What is the significance of different transpiling time, validating time, in queue time, running time for the same circuit run on different quantum systems for same no. of shots in IBM Q experience?

What does longer transpiling time mean?


2 Answers 2


Transpiling time is the time it takes for your circuit to be translated into a circuit that can be run on the backend of your choosing. This process includes converting gates into the standard basis gates ['cx', 'u1', 'u2', 'u3', 'id'], optimizing the circuit so it is shorter, mapping virtual qubits in the circuit to physical qubits, etc. Converting gates into basis gates is mostly independent of the backend you choose (unless it has a different basis set), so the time it takes depends on the number and complexity of the gates in the circuit.

The optimization is dependent on the backend, as mapping virtual qubits to physical qubits, condensing gates, etc. depends on the geometry of the qubits for that backend, specifically which qubits are entangled and which aren't. The default optimization level is 1, which includes mapping qubits and collapsing adjacent gates, but if you specify a higher level (the max is 3) like so

job = (circuit, backend, optimization_level=3)

then transpilation will take longer. More information on transpilation can be found here: https://qiskit.org/documentation/tutorials/circuits_advanced/4_transpiler_passes_and_passmanager.html

Validating time is the time it takes to verify that the circuit is able to be run, so I think the time between different backends is arbitrary.

Queue time for different backends is more dependent on how busy the queue is, and how much other people use the queue. A more detailed explanation of the queue algorithm can be found here: https://quantum-computing.ibm.com/docs/manage/backends/queue/

Running time is the time it takes the backend to run the circuit itself. With more complex circuits, the run time will increase. For backends with higher quantum volume, the same circuit will run faster than on other backends with lower quantum volume.

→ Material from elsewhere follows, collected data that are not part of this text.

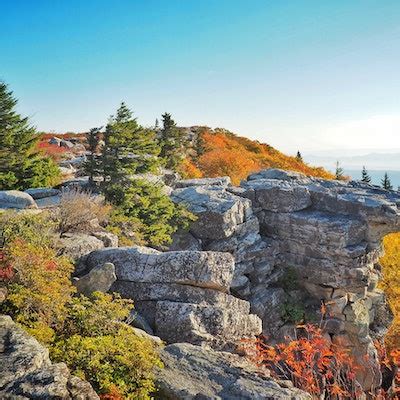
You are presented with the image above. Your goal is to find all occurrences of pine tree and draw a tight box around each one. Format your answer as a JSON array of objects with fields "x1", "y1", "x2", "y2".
[
  {"x1": 335, "y1": 161, "x2": 344, "y2": 180},
  {"x1": 381, "y1": 172, "x2": 393, "y2": 190},
  {"x1": 84, "y1": 127, "x2": 101, "y2": 185},
  {"x1": 295, "y1": 151, "x2": 303, "y2": 162},
  {"x1": 0, "y1": 81, "x2": 60, "y2": 190},
  {"x1": 159, "y1": 113, "x2": 187, "y2": 170},
  {"x1": 361, "y1": 166, "x2": 371, "y2": 183},
  {"x1": 99, "y1": 102, "x2": 160, "y2": 204}
]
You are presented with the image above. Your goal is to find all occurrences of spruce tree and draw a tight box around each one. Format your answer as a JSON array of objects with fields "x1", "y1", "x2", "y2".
[
  {"x1": 159, "y1": 113, "x2": 187, "y2": 170},
  {"x1": 381, "y1": 172, "x2": 393, "y2": 190},
  {"x1": 0, "y1": 81, "x2": 59, "y2": 190},
  {"x1": 99, "y1": 102, "x2": 160, "y2": 204},
  {"x1": 295, "y1": 151, "x2": 303, "y2": 162},
  {"x1": 361, "y1": 166, "x2": 371, "y2": 183},
  {"x1": 335, "y1": 161, "x2": 344, "y2": 180},
  {"x1": 84, "y1": 127, "x2": 101, "y2": 185}
]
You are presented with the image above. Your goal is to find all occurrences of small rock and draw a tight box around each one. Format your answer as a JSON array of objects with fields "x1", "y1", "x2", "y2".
[{"x1": 74, "y1": 262, "x2": 116, "y2": 296}]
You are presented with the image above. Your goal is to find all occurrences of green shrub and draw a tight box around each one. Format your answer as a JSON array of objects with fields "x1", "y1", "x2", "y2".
[
  {"x1": 0, "y1": 210, "x2": 56, "y2": 248},
  {"x1": 106, "y1": 209, "x2": 146, "y2": 247},
  {"x1": 113, "y1": 179, "x2": 196, "y2": 247},
  {"x1": 51, "y1": 325, "x2": 162, "y2": 399},
  {"x1": 278, "y1": 266, "x2": 299, "y2": 292},
  {"x1": 62, "y1": 292, "x2": 133, "y2": 337},
  {"x1": 281, "y1": 300, "x2": 305, "y2": 324}
]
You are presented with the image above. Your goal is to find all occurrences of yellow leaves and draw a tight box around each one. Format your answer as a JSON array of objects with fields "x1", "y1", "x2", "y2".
[{"x1": 380, "y1": 232, "x2": 400, "y2": 351}]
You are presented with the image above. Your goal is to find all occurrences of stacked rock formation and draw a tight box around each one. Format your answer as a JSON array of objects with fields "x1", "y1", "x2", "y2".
[
  {"x1": 170, "y1": 170, "x2": 400, "y2": 389},
  {"x1": 84, "y1": 246, "x2": 262, "y2": 351}
]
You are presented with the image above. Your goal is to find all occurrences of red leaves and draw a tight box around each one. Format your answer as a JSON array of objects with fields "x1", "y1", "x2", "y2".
[{"x1": 0, "y1": 251, "x2": 14, "y2": 281}]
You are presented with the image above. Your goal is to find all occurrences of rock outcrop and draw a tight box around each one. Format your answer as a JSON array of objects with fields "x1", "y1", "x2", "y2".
[
  {"x1": 156, "y1": 342, "x2": 311, "y2": 399},
  {"x1": 0, "y1": 315, "x2": 99, "y2": 399},
  {"x1": 170, "y1": 169, "x2": 400, "y2": 390},
  {"x1": 85, "y1": 247, "x2": 262, "y2": 350}
]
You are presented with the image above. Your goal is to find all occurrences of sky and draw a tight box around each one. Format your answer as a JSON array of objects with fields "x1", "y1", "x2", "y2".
[{"x1": 1, "y1": 0, "x2": 400, "y2": 154}]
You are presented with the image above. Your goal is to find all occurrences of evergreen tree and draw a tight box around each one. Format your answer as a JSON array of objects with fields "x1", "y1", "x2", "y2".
[
  {"x1": 159, "y1": 113, "x2": 187, "y2": 170},
  {"x1": 97, "y1": 103, "x2": 194, "y2": 247},
  {"x1": 0, "y1": 82, "x2": 60, "y2": 190},
  {"x1": 335, "y1": 161, "x2": 344, "y2": 180},
  {"x1": 84, "y1": 127, "x2": 101, "y2": 185},
  {"x1": 99, "y1": 102, "x2": 160, "y2": 204},
  {"x1": 381, "y1": 172, "x2": 393, "y2": 190},
  {"x1": 295, "y1": 151, "x2": 303, "y2": 162},
  {"x1": 361, "y1": 166, "x2": 371, "y2": 183}
]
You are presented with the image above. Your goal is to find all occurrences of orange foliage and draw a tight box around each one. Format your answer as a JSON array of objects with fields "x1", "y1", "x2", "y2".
[
  {"x1": 243, "y1": 323, "x2": 400, "y2": 399},
  {"x1": 178, "y1": 158, "x2": 203, "y2": 179},
  {"x1": 183, "y1": 128, "x2": 334, "y2": 185},
  {"x1": 243, "y1": 324, "x2": 364, "y2": 398}
]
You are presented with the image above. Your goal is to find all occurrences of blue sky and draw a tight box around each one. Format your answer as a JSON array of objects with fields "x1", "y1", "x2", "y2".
[{"x1": 1, "y1": 0, "x2": 400, "y2": 153}]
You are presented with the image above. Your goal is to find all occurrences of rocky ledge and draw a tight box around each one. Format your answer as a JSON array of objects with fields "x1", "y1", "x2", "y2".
[
  {"x1": 0, "y1": 315, "x2": 99, "y2": 399},
  {"x1": 170, "y1": 169, "x2": 400, "y2": 390},
  {"x1": 156, "y1": 343, "x2": 311, "y2": 399}
]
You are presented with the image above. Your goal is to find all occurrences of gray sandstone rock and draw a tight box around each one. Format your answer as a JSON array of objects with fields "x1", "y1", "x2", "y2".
[
  {"x1": 0, "y1": 190, "x2": 37, "y2": 209},
  {"x1": 25, "y1": 187, "x2": 60, "y2": 199},
  {"x1": 175, "y1": 176, "x2": 232, "y2": 188},
  {"x1": 156, "y1": 343, "x2": 311, "y2": 399},
  {"x1": 59, "y1": 233, "x2": 105, "y2": 266},
  {"x1": 86, "y1": 247, "x2": 235, "y2": 292},
  {"x1": 0, "y1": 315, "x2": 99, "y2": 399}
]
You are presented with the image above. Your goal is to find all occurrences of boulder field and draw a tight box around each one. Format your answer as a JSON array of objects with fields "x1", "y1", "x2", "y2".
[{"x1": 1, "y1": 168, "x2": 400, "y2": 397}]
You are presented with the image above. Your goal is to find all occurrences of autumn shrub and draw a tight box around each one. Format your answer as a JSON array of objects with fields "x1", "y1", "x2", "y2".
[
  {"x1": 380, "y1": 232, "x2": 400, "y2": 352},
  {"x1": 57, "y1": 188, "x2": 111, "y2": 234},
  {"x1": 0, "y1": 211, "x2": 162, "y2": 398},
  {"x1": 243, "y1": 324, "x2": 364, "y2": 398},
  {"x1": 0, "y1": 239, "x2": 75, "y2": 342}
]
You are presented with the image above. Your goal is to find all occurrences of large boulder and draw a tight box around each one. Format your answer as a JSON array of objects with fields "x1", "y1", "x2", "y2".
[
  {"x1": 59, "y1": 233, "x2": 105, "y2": 272},
  {"x1": 171, "y1": 185, "x2": 252, "y2": 240},
  {"x1": 156, "y1": 343, "x2": 311, "y2": 400},
  {"x1": 86, "y1": 247, "x2": 235, "y2": 292},
  {"x1": 0, "y1": 315, "x2": 98, "y2": 399},
  {"x1": 0, "y1": 190, "x2": 37, "y2": 209}
]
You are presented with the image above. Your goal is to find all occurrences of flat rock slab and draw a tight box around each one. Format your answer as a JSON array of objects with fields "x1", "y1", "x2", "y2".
[
  {"x1": 86, "y1": 247, "x2": 235, "y2": 292},
  {"x1": 24, "y1": 187, "x2": 60, "y2": 199},
  {"x1": 156, "y1": 343, "x2": 311, "y2": 400}
]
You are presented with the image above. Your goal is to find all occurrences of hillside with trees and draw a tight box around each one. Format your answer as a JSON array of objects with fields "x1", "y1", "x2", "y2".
[{"x1": 179, "y1": 127, "x2": 335, "y2": 184}]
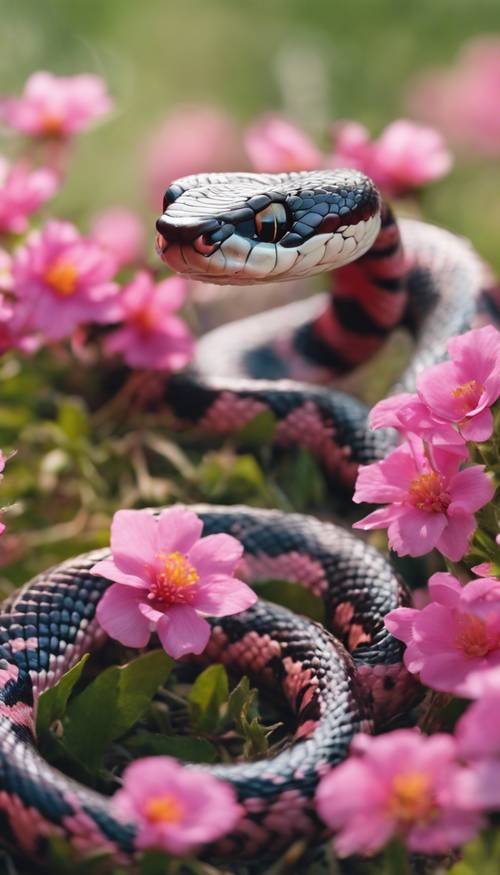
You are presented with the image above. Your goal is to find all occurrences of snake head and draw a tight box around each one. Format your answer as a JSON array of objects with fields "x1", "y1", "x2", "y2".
[{"x1": 155, "y1": 170, "x2": 381, "y2": 285}]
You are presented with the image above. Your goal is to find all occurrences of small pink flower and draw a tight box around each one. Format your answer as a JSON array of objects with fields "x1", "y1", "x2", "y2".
[
  {"x1": 245, "y1": 115, "x2": 323, "y2": 173},
  {"x1": 449, "y1": 694, "x2": 500, "y2": 812},
  {"x1": 146, "y1": 105, "x2": 241, "y2": 200},
  {"x1": 112, "y1": 756, "x2": 242, "y2": 854},
  {"x1": 11, "y1": 220, "x2": 120, "y2": 340},
  {"x1": 90, "y1": 208, "x2": 144, "y2": 269},
  {"x1": 103, "y1": 271, "x2": 194, "y2": 372},
  {"x1": 0, "y1": 72, "x2": 112, "y2": 138},
  {"x1": 369, "y1": 392, "x2": 467, "y2": 456},
  {"x1": 330, "y1": 119, "x2": 452, "y2": 195},
  {"x1": 353, "y1": 439, "x2": 493, "y2": 560},
  {"x1": 0, "y1": 295, "x2": 40, "y2": 356},
  {"x1": 417, "y1": 326, "x2": 500, "y2": 442},
  {"x1": 0, "y1": 158, "x2": 58, "y2": 234},
  {"x1": 92, "y1": 506, "x2": 256, "y2": 659},
  {"x1": 408, "y1": 37, "x2": 500, "y2": 156},
  {"x1": 386, "y1": 573, "x2": 500, "y2": 697},
  {"x1": 316, "y1": 730, "x2": 481, "y2": 855}
]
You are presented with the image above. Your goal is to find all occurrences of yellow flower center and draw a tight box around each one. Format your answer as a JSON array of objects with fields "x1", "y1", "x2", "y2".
[
  {"x1": 451, "y1": 379, "x2": 483, "y2": 416},
  {"x1": 40, "y1": 112, "x2": 64, "y2": 137},
  {"x1": 148, "y1": 551, "x2": 199, "y2": 604},
  {"x1": 389, "y1": 771, "x2": 435, "y2": 824},
  {"x1": 408, "y1": 471, "x2": 450, "y2": 513},
  {"x1": 144, "y1": 793, "x2": 184, "y2": 825},
  {"x1": 44, "y1": 259, "x2": 79, "y2": 297},
  {"x1": 454, "y1": 613, "x2": 496, "y2": 658}
]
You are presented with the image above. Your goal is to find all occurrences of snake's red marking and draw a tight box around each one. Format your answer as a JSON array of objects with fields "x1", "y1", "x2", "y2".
[
  {"x1": 311, "y1": 205, "x2": 407, "y2": 369},
  {"x1": 198, "y1": 393, "x2": 267, "y2": 433},
  {"x1": 0, "y1": 791, "x2": 63, "y2": 854},
  {"x1": 275, "y1": 401, "x2": 359, "y2": 483}
]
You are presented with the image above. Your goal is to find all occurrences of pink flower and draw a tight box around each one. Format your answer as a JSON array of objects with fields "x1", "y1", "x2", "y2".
[
  {"x1": 385, "y1": 573, "x2": 500, "y2": 697},
  {"x1": 112, "y1": 756, "x2": 242, "y2": 854},
  {"x1": 369, "y1": 392, "x2": 467, "y2": 456},
  {"x1": 449, "y1": 695, "x2": 500, "y2": 812},
  {"x1": 11, "y1": 220, "x2": 119, "y2": 340},
  {"x1": 353, "y1": 439, "x2": 493, "y2": 560},
  {"x1": 316, "y1": 730, "x2": 481, "y2": 855},
  {"x1": 103, "y1": 271, "x2": 194, "y2": 372},
  {"x1": 90, "y1": 208, "x2": 144, "y2": 269},
  {"x1": 245, "y1": 115, "x2": 323, "y2": 172},
  {"x1": 408, "y1": 37, "x2": 500, "y2": 156},
  {"x1": 92, "y1": 506, "x2": 256, "y2": 659},
  {"x1": 0, "y1": 295, "x2": 40, "y2": 356},
  {"x1": 0, "y1": 72, "x2": 112, "y2": 138},
  {"x1": 0, "y1": 158, "x2": 58, "y2": 234},
  {"x1": 417, "y1": 326, "x2": 500, "y2": 442},
  {"x1": 146, "y1": 105, "x2": 242, "y2": 201},
  {"x1": 330, "y1": 119, "x2": 452, "y2": 195}
]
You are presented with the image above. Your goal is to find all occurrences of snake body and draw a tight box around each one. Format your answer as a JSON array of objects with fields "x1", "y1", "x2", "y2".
[{"x1": 0, "y1": 170, "x2": 496, "y2": 864}]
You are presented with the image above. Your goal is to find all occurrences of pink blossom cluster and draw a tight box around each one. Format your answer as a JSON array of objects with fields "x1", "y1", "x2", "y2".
[
  {"x1": 320, "y1": 325, "x2": 500, "y2": 860},
  {"x1": 315, "y1": 652, "x2": 500, "y2": 857},
  {"x1": 408, "y1": 36, "x2": 500, "y2": 157},
  {"x1": 353, "y1": 326, "x2": 499, "y2": 561},
  {"x1": 0, "y1": 72, "x2": 194, "y2": 374},
  {"x1": 245, "y1": 114, "x2": 452, "y2": 196}
]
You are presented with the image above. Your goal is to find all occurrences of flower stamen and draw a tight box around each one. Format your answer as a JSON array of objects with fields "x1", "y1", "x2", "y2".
[
  {"x1": 452, "y1": 379, "x2": 483, "y2": 416},
  {"x1": 144, "y1": 793, "x2": 184, "y2": 825},
  {"x1": 389, "y1": 771, "x2": 436, "y2": 824},
  {"x1": 43, "y1": 259, "x2": 79, "y2": 296},
  {"x1": 148, "y1": 551, "x2": 199, "y2": 605},
  {"x1": 454, "y1": 613, "x2": 497, "y2": 658},
  {"x1": 408, "y1": 471, "x2": 451, "y2": 513}
]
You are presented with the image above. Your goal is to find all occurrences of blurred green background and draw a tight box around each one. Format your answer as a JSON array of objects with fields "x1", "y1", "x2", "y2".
[{"x1": 1, "y1": 0, "x2": 500, "y2": 266}]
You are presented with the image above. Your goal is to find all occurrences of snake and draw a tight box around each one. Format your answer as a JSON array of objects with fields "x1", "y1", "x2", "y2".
[{"x1": 0, "y1": 170, "x2": 497, "y2": 866}]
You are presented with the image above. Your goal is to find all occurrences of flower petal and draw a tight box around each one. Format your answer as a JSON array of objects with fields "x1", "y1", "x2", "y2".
[
  {"x1": 109, "y1": 509, "x2": 157, "y2": 577},
  {"x1": 156, "y1": 607, "x2": 210, "y2": 659},
  {"x1": 96, "y1": 584, "x2": 151, "y2": 647},
  {"x1": 156, "y1": 506, "x2": 204, "y2": 555},
  {"x1": 188, "y1": 533, "x2": 244, "y2": 577},
  {"x1": 194, "y1": 575, "x2": 256, "y2": 616}
]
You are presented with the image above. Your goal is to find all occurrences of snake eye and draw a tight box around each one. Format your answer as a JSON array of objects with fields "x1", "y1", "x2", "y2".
[
  {"x1": 193, "y1": 234, "x2": 220, "y2": 256},
  {"x1": 255, "y1": 203, "x2": 288, "y2": 243}
]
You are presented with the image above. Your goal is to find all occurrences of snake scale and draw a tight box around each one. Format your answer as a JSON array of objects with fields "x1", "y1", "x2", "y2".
[{"x1": 0, "y1": 170, "x2": 497, "y2": 865}]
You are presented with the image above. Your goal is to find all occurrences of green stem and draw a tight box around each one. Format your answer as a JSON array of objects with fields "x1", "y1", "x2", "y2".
[{"x1": 381, "y1": 839, "x2": 412, "y2": 875}]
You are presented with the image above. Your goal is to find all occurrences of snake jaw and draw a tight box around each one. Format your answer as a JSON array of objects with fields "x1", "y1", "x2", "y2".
[{"x1": 155, "y1": 170, "x2": 382, "y2": 285}]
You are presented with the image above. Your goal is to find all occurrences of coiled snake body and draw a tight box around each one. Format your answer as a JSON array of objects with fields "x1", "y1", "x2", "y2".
[{"x1": 0, "y1": 171, "x2": 496, "y2": 864}]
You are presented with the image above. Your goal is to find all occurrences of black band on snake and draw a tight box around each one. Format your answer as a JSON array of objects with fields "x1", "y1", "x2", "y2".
[{"x1": 0, "y1": 170, "x2": 497, "y2": 864}]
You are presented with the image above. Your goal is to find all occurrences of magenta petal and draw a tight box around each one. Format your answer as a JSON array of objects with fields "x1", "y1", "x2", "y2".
[
  {"x1": 156, "y1": 506, "x2": 204, "y2": 554},
  {"x1": 384, "y1": 607, "x2": 419, "y2": 643},
  {"x1": 188, "y1": 533, "x2": 244, "y2": 577},
  {"x1": 156, "y1": 607, "x2": 211, "y2": 659},
  {"x1": 352, "y1": 505, "x2": 403, "y2": 531},
  {"x1": 460, "y1": 408, "x2": 493, "y2": 442},
  {"x1": 353, "y1": 447, "x2": 414, "y2": 504},
  {"x1": 436, "y1": 514, "x2": 476, "y2": 562},
  {"x1": 110, "y1": 509, "x2": 157, "y2": 577},
  {"x1": 449, "y1": 466, "x2": 494, "y2": 514},
  {"x1": 387, "y1": 508, "x2": 446, "y2": 557},
  {"x1": 90, "y1": 558, "x2": 146, "y2": 588},
  {"x1": 96, "y1": 584, "x2": 151, "y2": 647},
  {"x1": 194, "y1": 576, "x2": 256, "y2": 616}
]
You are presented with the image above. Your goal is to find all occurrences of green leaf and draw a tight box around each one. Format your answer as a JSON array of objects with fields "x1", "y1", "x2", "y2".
[
  {"x1": 188, "y1": 664, "x2": 228, "y2": 733},
  {"x1": 254, "y1": 579, "x2": 324, "y2": 623},
  {"x1": 236, "y1": 409, "x2": 277, "y2": 446},
  {"x1": 278, "y1": 448, "x2": 325, "y2": 510},
  {"x1": 62, "y1": 651, "x2": 173, "y2": 771},
  {"x1": 58, "y1": 398, "x2": 90, "y2": 442},
  {"x1": 127, "y1": 730, "x2": 217, "y2": 763},
  {"x1": 226, "y1": 675, "x2": 281, "y2": 758},
  {"x1": 37, "y1": 654, "x2": 90, "y2": 737}
]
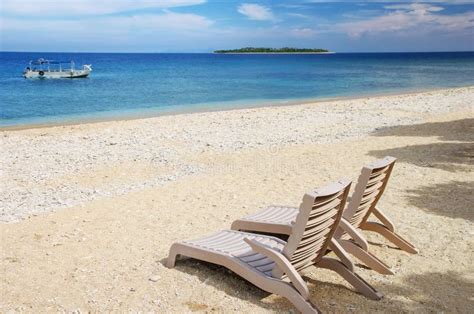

Transpilation (in this context) is backend-specific. Longer transpiling time just means the software took longer to make your circuits compatible and more optimized for the backend you selected (e.g. because your circuits require a lot of remapping).

In general, transpiling time is important to those who do research on that topic. Much like classical compilers, the speed of the transpilation is also important in addition to the quality. But researchers typically do their own transpilation instead of letting IBM Q Experience do it (in which case tranpiling time is displayed as N/A).

Validating time is mostly just tourist information. While it's also backend-specific, the time difference is usually very small.

Queuing time depends on how busy the backend is as well as your priority. It gives some users satisfaction that their universities are in the Q network, which allows them higher priorities.

Running time can differ based on backend configuration. Newer backends may have new technologies that allow circuits to run faster. Also the transpiled circuits are likely of difference sizes for different backends.